Yuvalama alanını tespit ettikten sonra bu noktanın GPS ile koordinatı belirlediklerini anlatan Canbolat, ayrıca yuvanın denize uzaklığını da ölçtüklerini ifade etti.
Yumurtaları korumak için de çeşitli önlemler aldıklarını anlatan Canbolat, insanların yoğun olduğu bölgede yuvayı gösterir işaretler koyduklarını ve üzerine kafes yerleştirdiklerini, deniz kaplumbağalarının yırtıcıları tilki, başıboş köpekler, domuzlar ve yengeçlerin yoğun olduğu bölgede de yüzeye kafeslemesi yaptıklarını bildirdi.
Canbolat, kıyıya çıkan erginleri de markaladıklarını, bu sayede bir deniz kaplumbağasının Akdeniz kıyısındaki hangi ülkelere yuva bırakmak üzere gittiğini tespit edebildiklerini dile getirdi.
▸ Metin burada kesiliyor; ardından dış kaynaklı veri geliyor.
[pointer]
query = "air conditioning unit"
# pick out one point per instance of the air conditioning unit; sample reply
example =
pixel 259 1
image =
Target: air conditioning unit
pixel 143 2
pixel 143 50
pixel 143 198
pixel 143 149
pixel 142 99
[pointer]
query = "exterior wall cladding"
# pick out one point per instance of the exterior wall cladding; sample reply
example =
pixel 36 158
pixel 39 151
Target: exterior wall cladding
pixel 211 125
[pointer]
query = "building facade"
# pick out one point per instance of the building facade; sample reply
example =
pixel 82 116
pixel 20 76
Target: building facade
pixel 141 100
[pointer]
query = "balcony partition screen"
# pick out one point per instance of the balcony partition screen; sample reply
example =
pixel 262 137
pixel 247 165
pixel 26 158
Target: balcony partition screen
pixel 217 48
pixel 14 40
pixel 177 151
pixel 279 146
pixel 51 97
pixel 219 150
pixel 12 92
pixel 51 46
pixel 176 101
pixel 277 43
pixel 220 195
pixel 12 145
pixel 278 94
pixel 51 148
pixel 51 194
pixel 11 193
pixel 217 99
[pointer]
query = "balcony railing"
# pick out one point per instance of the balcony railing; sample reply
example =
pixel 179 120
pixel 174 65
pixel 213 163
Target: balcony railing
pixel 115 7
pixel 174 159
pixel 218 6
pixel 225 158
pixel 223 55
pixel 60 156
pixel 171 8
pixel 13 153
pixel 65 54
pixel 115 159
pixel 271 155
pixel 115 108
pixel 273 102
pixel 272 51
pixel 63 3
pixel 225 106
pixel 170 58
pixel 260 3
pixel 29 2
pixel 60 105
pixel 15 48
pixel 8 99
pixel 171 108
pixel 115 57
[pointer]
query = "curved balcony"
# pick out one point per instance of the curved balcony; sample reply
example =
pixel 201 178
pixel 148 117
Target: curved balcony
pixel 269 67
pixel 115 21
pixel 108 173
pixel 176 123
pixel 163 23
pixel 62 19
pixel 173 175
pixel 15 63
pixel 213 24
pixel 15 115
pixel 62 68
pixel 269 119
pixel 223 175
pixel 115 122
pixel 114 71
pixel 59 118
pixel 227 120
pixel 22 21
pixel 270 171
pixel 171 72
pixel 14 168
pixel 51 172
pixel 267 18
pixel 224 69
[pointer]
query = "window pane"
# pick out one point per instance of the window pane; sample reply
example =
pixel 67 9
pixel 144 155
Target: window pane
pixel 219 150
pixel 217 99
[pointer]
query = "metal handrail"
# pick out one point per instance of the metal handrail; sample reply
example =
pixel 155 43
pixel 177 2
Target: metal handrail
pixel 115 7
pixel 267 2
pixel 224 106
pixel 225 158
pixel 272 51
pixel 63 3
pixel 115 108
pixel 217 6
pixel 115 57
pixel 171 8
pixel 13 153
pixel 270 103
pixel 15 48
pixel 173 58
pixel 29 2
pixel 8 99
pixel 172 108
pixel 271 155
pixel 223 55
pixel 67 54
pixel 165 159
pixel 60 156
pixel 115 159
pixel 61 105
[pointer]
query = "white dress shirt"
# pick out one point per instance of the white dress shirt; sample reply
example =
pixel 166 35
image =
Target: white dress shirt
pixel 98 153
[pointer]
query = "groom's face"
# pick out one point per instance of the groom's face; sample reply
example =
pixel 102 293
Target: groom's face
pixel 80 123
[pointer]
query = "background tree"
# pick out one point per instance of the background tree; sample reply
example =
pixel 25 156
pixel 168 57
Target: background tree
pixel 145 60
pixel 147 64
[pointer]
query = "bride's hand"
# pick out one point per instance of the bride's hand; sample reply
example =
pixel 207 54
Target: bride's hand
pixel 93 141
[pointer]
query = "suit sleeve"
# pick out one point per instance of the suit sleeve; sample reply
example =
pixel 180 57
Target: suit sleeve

''TURİZM VE ÇEVRE BURADA BİRLİKTE YAŞIYOR''
Antalya Özel Çevre Koruma Müdürü Selahattin Eriç de, Belek'teki turistik tesislerin çalışanlarını deniz kaplumbağalarını korumak üzere eğittiklerini anlattı.
Özellikle güvenlik görevlilerinin hem tesislerinde konaklayan turistleri, hem de kumsalların konuğu deniz kaplumbağalarını koruduğunu belirten Eriç, otellerin aydınlatması konusunda da önemli bir başarı elde ettiklerini kaydetti.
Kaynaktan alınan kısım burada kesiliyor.